As an author I am constantly aware of the trepidation I feel when I am writing, the work I do is precious to me and it takes a lot of acting like a recluse for days on end, burning meals that my family eat and don't say a word in case I jump down there throats and generally becoming some kind of neurotic person that no one recognizes for me to complete a book. So you would think that I would be diligent in saving my work which I am...I thought!
Save,save,save is always on my mind.
How ever very often I am so engrossed in what I am doing I frequently don't save as I should. I have the hard drive, usb pen, drop box and folders on my desk top so there is no excuse other than I am one of these writers who get totally engrossed in what they do and my mind is in what I am writing and nothing else penetrates that thick scull of mine.
Press save after a morning of great writing and managing to get nearly four thousand words done and I sigh with pleasure knowing that I have achieved a great start to my next book. When all of a sudden all those words that were in front of me are gone and I have a blank screen ..argggg I press buttons that I have no idea what they do and I can't believe my eyes they literally disappeared in front of my eyes.

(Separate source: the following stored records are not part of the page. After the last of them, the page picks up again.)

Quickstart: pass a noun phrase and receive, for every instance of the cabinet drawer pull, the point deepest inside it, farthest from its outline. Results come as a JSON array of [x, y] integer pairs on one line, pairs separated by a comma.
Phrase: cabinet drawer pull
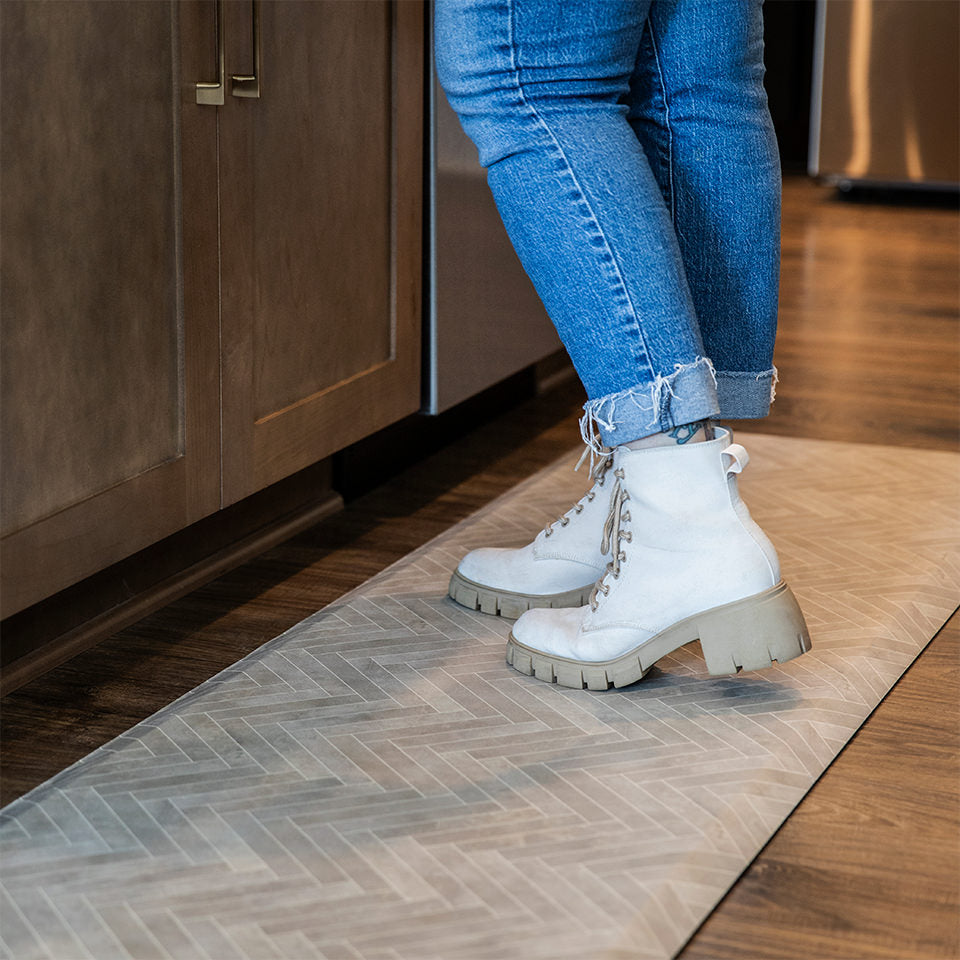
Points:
[[248, 85], [211, 94]]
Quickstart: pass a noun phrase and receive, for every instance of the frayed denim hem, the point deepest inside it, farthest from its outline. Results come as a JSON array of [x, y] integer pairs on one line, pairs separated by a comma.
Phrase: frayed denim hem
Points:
[[684, 396], [746, 395]]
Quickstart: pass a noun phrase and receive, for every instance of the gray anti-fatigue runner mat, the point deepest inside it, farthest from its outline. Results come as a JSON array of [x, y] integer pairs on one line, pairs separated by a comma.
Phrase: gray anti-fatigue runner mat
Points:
[[377, 783]]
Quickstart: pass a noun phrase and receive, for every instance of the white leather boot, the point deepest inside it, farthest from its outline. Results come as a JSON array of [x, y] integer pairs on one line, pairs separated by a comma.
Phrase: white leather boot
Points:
[[558, 569], [688, 563]]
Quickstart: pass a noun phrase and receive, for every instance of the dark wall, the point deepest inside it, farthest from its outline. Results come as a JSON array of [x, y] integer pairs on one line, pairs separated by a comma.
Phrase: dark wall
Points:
[[788, 55]]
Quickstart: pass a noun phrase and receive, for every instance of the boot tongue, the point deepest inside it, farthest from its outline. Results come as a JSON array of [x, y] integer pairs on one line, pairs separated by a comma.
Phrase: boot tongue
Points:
[[611, 533]]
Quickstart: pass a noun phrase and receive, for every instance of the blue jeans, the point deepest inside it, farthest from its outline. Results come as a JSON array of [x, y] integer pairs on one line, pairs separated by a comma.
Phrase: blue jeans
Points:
[[630, 152]]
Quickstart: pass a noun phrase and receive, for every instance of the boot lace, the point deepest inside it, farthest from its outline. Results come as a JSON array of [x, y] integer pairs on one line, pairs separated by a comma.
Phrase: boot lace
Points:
[[613, 535], [599, 474]]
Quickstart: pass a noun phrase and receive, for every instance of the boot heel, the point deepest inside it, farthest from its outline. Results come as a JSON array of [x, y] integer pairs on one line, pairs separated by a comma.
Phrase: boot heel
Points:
[[750, 634]]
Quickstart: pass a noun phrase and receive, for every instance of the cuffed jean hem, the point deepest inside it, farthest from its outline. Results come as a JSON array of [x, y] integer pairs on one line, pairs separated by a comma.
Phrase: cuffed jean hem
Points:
[[684, 396], [745, 395]]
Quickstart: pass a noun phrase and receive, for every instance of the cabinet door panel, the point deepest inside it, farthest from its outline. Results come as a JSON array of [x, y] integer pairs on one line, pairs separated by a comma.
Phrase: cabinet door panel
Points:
[[105, 383], [320, 200]]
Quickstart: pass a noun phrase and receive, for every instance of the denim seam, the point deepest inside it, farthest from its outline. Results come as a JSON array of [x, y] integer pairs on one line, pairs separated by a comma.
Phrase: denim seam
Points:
[[772, 373], [666, 120], [583, 196], [656, 392]]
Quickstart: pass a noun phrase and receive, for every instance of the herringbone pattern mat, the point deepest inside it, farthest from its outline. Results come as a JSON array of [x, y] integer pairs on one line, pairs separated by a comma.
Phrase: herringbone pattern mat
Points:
[[375, 783]]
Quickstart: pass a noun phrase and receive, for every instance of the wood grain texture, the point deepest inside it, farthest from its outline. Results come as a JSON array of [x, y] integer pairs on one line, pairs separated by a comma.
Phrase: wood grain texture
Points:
[[867, 865], [321, 217], [110, 288], [58, 718]]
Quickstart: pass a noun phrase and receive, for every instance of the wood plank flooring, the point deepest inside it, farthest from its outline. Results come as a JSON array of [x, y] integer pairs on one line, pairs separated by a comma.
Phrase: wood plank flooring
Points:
[[867, 351]]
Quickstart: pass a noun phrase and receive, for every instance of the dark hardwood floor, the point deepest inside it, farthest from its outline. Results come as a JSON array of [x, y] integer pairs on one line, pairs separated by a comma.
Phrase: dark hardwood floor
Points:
[[867, 866]]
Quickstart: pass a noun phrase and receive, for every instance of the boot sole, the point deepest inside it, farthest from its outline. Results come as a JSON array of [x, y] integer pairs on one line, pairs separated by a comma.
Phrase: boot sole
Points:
[[506, 603], [748, 634]]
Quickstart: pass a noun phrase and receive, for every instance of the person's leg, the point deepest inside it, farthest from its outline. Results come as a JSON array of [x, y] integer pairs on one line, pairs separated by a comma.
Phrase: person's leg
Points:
[[538, 86], [699, 109]]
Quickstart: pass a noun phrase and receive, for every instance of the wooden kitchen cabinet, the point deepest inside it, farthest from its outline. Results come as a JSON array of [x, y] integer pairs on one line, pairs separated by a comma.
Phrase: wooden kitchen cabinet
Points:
[[197, 299], [321, 299]]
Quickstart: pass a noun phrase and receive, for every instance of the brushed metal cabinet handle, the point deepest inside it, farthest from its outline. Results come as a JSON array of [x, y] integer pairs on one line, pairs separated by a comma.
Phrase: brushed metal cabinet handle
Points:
[[208, 93], [248, 84]]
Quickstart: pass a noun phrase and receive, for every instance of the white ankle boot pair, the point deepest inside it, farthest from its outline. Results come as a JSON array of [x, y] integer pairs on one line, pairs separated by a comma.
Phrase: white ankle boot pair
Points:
[[684, 561]]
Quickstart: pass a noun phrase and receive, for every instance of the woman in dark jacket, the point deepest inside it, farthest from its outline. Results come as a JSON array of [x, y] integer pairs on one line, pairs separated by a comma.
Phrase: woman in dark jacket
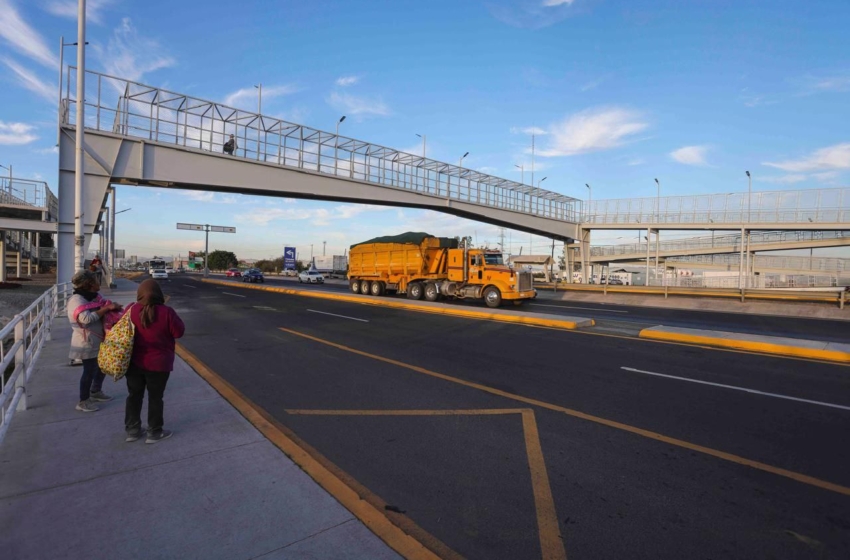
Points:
[[157, 326]]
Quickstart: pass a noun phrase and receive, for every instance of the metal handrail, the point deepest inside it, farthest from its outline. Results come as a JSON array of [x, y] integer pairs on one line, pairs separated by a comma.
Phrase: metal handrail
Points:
[[725, 241], [132, 109], [801, 206], [21, 342]]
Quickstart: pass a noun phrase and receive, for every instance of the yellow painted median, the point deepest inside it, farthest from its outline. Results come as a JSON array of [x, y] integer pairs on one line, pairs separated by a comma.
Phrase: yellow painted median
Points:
[[793, 347], [503, 316]]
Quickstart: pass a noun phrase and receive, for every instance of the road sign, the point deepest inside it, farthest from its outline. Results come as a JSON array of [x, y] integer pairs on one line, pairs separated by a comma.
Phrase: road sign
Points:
[[195, 227]]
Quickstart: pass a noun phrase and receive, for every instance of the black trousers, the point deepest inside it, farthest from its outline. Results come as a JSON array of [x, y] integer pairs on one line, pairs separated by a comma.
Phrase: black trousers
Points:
[[137, 380]]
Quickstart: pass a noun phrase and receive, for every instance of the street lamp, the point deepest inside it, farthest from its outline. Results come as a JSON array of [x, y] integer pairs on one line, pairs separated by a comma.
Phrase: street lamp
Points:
[[658, 202], [423, 143], [9, 169]]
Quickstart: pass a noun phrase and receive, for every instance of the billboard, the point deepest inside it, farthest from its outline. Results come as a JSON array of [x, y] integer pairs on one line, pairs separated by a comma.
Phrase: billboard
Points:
[[289, 258]]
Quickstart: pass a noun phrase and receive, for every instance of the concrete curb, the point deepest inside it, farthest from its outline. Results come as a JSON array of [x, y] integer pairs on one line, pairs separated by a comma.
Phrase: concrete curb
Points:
[[504, 316], [799, 348]]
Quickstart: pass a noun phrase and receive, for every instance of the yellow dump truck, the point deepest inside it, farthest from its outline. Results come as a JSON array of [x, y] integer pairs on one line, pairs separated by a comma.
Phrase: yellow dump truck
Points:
[[420, 265]]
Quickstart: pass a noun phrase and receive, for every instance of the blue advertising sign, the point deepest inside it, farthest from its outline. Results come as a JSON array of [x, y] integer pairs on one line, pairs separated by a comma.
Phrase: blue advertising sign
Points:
[[289, 258]]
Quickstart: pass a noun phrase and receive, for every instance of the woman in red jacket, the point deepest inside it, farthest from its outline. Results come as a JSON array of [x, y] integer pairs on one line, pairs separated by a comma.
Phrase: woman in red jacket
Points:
[[157, 326]]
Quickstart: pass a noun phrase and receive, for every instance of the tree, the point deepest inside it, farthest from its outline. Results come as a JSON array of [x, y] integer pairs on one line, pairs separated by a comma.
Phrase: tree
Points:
[[221, 260]]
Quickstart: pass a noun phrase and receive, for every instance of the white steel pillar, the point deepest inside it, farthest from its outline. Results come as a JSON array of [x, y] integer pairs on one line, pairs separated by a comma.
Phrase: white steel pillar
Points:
[[79, 149]]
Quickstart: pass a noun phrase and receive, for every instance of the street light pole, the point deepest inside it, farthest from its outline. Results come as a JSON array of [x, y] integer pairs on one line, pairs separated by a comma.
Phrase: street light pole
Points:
[[423, 143]]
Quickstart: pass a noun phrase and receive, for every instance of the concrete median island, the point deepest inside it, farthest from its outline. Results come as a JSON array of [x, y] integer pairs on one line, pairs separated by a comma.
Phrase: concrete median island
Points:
[[794, 347], [501, 315]]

I shout my son to get here quick and he looks at it and shakes his head and says, "Did you only save it on the usb pen?" and I nod my head affirmatively and he shakes his head with despair and my heart sinks to my feet. I didn't save it on my hard drive that he bought, I didn't save it in my drop box that my daughter showed me how to use and I didn't save it in the new folder on my drop box.
Lesson to myself never be so complacent with something that is precious to you, not just with work but in life in general because oh boy when it bites your ass t takes a might chunk from it.